Mengingat kembali  pertemuan itu, saya dipaksa untuk membongkar kembali memori sepuluh tahun terakhir dalam mendorong pemberantasan korupsi di NTB. Ada yang sudah berjalan, namun lebih banyak kekosongan yang perlu diisi.
***

Sang Profesor  memulai sesinya dengan menggambar sebuah peta kota, melengkapinya dengan sejumlah data seperti data demografi, statistic ekonomi, anggaran tersedia, dan secara khusus mencatat  berbagai masalah yang sedang dihadapi kota. Orang-orang yang dipercaya mengurus  kota berhadapan dengan banyak masalah, dan korupsi yang mengganas adalah salah satunya. Apa yang harus para pengurus kota lakukan? Pilihan tindakan apa yang harus mereka ambil?

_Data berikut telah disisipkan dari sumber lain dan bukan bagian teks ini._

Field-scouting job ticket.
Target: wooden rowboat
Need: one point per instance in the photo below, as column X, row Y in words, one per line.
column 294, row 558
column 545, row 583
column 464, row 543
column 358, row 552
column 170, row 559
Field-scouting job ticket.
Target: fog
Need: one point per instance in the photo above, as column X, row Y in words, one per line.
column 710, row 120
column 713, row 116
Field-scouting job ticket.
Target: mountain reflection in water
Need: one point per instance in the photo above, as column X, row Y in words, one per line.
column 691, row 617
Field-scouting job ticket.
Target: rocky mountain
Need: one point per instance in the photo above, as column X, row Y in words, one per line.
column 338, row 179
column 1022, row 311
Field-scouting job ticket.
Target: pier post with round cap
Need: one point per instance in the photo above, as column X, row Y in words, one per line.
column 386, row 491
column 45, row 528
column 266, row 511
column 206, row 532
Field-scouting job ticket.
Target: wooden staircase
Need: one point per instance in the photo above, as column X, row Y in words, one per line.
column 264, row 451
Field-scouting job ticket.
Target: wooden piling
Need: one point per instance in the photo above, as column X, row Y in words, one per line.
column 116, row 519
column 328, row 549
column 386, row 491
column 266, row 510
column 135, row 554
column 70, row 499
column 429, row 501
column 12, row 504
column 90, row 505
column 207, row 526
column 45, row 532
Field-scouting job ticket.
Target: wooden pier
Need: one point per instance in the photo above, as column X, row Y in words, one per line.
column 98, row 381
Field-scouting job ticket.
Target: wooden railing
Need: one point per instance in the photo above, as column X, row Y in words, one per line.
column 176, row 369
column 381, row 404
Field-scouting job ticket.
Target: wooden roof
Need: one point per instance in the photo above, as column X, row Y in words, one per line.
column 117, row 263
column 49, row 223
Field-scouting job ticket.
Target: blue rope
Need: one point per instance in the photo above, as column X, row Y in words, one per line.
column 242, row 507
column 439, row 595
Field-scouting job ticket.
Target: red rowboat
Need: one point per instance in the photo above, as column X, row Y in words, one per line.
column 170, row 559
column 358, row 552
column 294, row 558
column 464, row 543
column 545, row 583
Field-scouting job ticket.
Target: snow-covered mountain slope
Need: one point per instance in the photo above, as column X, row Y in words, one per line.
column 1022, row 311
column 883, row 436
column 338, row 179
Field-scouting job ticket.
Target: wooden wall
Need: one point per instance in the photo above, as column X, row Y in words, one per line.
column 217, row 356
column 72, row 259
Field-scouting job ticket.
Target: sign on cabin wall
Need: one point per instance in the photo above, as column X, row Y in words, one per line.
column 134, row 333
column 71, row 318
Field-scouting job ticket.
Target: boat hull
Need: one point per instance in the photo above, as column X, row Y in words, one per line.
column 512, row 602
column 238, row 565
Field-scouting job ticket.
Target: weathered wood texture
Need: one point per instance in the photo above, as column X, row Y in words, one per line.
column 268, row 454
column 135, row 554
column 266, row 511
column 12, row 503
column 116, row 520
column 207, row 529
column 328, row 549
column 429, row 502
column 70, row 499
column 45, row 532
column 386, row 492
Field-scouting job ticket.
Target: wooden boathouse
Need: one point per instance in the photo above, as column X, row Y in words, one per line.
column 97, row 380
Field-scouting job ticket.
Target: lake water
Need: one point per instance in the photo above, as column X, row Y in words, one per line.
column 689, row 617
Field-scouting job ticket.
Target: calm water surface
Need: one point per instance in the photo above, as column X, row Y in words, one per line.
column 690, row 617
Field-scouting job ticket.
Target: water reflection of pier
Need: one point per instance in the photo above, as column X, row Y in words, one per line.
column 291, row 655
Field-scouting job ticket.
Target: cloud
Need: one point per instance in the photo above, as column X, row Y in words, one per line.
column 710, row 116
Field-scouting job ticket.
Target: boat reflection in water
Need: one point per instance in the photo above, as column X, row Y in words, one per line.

Inilah beberapa penuntunnya. Keuntungan dari inisiatif pemberantasan korupsi adalah memberikan pendapatan kota yang lebih besar, memperbaiki system administrative, memperbaiki kinerja pelayanan untuk warga, dan meningkatkan keterlibatan warga dalam praktek pemerintahan; Kata kunci untuk melakukan pemberantasan korupsi adalah memiliki strategi yang tepat; C=D +M-A. Semakin besar Diskresi (wewenang besar tanpa kejelasan batasan) dan Monopoli kekuasaan tingkat korupsi cenderung makin besar, namun jika Akuntabilitas diperbesar korupsi cenderung makin mengecil.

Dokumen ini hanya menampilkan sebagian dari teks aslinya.